While a warning of four years may seem like a lot of time, it would probably not be enough to deflect an asteroid of the size and orbit outlined in the simulation, Mr. Chodas said.

"Engineers think the simplest way to deflect an asteroid is to build a large spacecraft and simply ram it into the asteroid" years before it is predicted to hit Earth, he said.

It could take up to two years to build such a "kinetic impactor" spacecraft and another year or more to reach the asteroid, so in the case of this simulation, an evacuation, not a "deflection mission," was necessary.

For the organizers of Asteroid Day, a global movement that seeks to protect the world from dangerous asteroids, such planning is not out of this world.

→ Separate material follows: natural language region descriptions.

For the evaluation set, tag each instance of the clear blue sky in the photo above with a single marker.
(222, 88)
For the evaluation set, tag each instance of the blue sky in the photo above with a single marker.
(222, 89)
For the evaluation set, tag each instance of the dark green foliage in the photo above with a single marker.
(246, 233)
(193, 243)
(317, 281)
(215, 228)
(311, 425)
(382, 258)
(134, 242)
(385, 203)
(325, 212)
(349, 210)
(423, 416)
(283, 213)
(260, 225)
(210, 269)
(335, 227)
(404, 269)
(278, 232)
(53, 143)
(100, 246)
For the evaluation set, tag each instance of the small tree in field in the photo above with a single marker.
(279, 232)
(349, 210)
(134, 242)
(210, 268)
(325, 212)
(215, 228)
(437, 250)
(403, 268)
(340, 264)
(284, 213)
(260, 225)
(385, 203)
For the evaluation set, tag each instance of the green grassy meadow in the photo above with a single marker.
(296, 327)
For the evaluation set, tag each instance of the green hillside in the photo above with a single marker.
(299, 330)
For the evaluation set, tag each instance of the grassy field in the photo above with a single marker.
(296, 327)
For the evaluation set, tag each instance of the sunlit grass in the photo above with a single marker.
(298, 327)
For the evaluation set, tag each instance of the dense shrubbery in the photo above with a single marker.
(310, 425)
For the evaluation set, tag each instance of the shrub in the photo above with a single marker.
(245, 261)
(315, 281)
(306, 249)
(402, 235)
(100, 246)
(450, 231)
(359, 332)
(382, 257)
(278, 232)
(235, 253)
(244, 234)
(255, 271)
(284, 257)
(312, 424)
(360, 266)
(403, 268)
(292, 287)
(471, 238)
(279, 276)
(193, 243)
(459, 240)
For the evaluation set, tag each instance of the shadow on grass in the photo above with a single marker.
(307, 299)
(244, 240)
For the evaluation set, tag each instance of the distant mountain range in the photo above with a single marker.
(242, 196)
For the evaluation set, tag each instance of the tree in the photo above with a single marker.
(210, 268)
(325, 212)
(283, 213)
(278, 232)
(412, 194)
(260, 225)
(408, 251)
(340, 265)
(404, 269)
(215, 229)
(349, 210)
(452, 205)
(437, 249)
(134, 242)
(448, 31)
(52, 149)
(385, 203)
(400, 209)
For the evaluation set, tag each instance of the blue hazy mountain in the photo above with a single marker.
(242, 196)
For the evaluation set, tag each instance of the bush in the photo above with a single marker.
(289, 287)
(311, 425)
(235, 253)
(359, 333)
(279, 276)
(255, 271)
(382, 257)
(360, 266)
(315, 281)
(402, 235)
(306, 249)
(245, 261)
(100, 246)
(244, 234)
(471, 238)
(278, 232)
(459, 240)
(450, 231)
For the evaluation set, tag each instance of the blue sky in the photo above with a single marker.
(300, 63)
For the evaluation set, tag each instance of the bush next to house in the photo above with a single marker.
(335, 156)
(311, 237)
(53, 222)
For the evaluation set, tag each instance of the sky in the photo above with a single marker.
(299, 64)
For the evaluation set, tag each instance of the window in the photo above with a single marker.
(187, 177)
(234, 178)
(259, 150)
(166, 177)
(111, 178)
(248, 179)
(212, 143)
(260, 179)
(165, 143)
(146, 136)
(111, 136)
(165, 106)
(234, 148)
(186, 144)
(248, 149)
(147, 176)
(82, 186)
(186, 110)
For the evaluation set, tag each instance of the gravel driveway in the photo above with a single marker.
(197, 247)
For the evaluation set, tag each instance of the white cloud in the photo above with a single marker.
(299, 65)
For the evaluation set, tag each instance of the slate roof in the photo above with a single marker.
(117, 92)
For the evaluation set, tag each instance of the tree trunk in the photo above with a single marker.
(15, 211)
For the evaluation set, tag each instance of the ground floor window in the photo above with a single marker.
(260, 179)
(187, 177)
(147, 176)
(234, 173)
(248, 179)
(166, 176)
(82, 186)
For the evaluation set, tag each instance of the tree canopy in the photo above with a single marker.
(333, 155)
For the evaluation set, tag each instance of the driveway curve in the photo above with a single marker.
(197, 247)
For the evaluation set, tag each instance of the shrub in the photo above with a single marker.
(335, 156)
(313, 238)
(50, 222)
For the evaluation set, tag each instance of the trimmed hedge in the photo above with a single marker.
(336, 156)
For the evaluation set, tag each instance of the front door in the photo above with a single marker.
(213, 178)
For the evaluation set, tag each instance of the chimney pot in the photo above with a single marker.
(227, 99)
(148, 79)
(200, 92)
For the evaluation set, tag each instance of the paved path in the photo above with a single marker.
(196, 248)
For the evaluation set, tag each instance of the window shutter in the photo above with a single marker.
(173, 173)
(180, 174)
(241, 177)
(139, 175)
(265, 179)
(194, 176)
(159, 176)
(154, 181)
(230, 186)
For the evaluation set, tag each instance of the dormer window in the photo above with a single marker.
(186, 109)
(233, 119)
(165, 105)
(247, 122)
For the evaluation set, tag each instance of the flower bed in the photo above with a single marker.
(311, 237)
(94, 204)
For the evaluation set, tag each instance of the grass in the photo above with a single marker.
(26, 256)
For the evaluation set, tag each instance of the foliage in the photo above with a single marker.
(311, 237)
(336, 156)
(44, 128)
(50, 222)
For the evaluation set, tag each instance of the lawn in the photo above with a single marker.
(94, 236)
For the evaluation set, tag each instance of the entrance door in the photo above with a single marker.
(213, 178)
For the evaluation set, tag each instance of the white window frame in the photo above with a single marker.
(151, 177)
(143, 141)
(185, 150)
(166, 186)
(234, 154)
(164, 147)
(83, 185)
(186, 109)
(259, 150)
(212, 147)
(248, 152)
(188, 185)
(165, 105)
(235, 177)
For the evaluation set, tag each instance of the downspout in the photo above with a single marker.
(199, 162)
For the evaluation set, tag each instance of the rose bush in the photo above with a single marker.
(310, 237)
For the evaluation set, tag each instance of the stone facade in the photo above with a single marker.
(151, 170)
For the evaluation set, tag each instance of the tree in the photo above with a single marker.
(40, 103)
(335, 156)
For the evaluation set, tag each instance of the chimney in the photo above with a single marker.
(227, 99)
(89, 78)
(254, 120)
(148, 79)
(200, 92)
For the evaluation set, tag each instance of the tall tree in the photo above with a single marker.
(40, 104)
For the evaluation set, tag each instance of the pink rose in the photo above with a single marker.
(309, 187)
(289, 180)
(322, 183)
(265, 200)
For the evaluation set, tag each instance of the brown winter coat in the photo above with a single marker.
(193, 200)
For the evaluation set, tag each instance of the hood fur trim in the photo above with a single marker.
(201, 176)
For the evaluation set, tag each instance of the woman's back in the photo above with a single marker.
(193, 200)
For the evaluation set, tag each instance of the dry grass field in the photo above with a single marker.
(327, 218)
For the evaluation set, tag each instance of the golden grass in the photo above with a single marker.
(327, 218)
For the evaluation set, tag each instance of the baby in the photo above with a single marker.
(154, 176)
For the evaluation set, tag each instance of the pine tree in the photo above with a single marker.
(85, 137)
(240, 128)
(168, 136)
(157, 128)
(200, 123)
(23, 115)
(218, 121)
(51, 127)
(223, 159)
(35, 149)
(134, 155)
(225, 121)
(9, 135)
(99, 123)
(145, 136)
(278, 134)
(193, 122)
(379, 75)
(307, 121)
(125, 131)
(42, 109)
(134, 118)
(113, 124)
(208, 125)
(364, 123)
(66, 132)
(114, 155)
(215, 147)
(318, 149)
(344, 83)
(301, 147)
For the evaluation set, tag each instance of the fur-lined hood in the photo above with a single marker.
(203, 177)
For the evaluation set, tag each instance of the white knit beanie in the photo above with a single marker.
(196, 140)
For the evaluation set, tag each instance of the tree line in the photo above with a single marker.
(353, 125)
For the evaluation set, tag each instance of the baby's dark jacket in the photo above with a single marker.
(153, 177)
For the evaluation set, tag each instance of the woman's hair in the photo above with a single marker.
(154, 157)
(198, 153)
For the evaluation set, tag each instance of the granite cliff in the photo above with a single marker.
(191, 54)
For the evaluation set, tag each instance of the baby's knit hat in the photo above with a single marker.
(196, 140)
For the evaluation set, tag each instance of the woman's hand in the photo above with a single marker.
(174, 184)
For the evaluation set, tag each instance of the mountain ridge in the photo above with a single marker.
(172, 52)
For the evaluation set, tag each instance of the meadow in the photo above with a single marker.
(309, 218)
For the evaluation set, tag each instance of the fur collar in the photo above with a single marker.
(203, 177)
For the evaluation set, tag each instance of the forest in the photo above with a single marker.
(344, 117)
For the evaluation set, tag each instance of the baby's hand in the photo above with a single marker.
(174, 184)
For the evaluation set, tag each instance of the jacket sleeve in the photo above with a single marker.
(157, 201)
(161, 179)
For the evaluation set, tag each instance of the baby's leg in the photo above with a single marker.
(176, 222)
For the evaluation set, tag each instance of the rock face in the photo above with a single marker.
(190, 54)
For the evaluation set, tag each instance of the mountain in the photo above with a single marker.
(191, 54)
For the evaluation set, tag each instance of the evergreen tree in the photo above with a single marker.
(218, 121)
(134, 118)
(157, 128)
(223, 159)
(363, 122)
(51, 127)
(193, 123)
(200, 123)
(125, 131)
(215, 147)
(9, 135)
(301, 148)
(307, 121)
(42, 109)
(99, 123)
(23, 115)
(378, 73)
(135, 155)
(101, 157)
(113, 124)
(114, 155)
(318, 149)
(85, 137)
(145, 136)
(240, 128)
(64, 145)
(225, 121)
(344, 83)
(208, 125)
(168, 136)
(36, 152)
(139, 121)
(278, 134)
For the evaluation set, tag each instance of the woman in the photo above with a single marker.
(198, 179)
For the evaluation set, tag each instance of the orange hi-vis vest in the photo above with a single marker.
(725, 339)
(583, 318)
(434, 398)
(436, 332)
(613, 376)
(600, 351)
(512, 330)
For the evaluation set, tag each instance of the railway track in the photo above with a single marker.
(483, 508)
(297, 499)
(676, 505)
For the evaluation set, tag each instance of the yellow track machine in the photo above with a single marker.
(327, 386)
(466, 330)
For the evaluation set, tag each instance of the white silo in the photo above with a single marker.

The group, which maintains that one million asteroids have the potential to strike Earth but that only 1 percent of them have been discovered, was set on Monday to release a letter signed by planetary scientists supporting missions to increase knowledge of asteroids. The group promotes the "100x Declaration," which calls for increasing the rate of asteroid discoveries to 100,000 per year in the next 10 years.

"The more we learn about asteroid impacts, the clearer it became that the human race has been living on borrowed time," Brian May, an astrophysicist and a founder and lead guitarist for the rock group Queen, said on the group's website.

Asteroid Day is observed each year on June 30, the anniversary of what is believed to be the largest space-related explosion in human history: an asteroid strike in Tunguska, Siberia, in 1908.

An asteroid, believed to be less than 100 feet in diameter, exploded at the altitude of an airliner and flattened tens of millions of trees across 800 square miles. Researchers estimated the explosion was as powerful as a medium-size hydrogen bomb and several hundred times more powerful than the atomic bomb dropped on Hiroshima.

While there were no official reports of human casualties, hundreds of reindeer were reduced to charred carcasses in the explosion, the British Broadcasting Corporation reported.

In more recent times, an asteroid exploded over the Russian city of Chelyabinsk in 2013, shattering windows for miles and injuring more than 1,000 people.

Scientists have suggested that the Earth is vulnerable to many more Chelyabinsk-size space rocks. In research published in 2013 by the journal Nature, they estimated that such strikes could occur as often as every decade or two instead of an average of once every 100 to 200 years as previously thought.

Predictions of a catastrophic crash by a celestial object surface with some regularity. In September 2015, the last eclipse of the year fueled imaginative speculation on the internet that a giant asteroid would hit Earth.

In a statement debunking the idea, NASA noted that similar forecasts were made in January and March of that year that two asteroids were on dangerous paths toward Earth.

The agency noted that the asteroids flew by Earth "without incident — just as NASA said they would."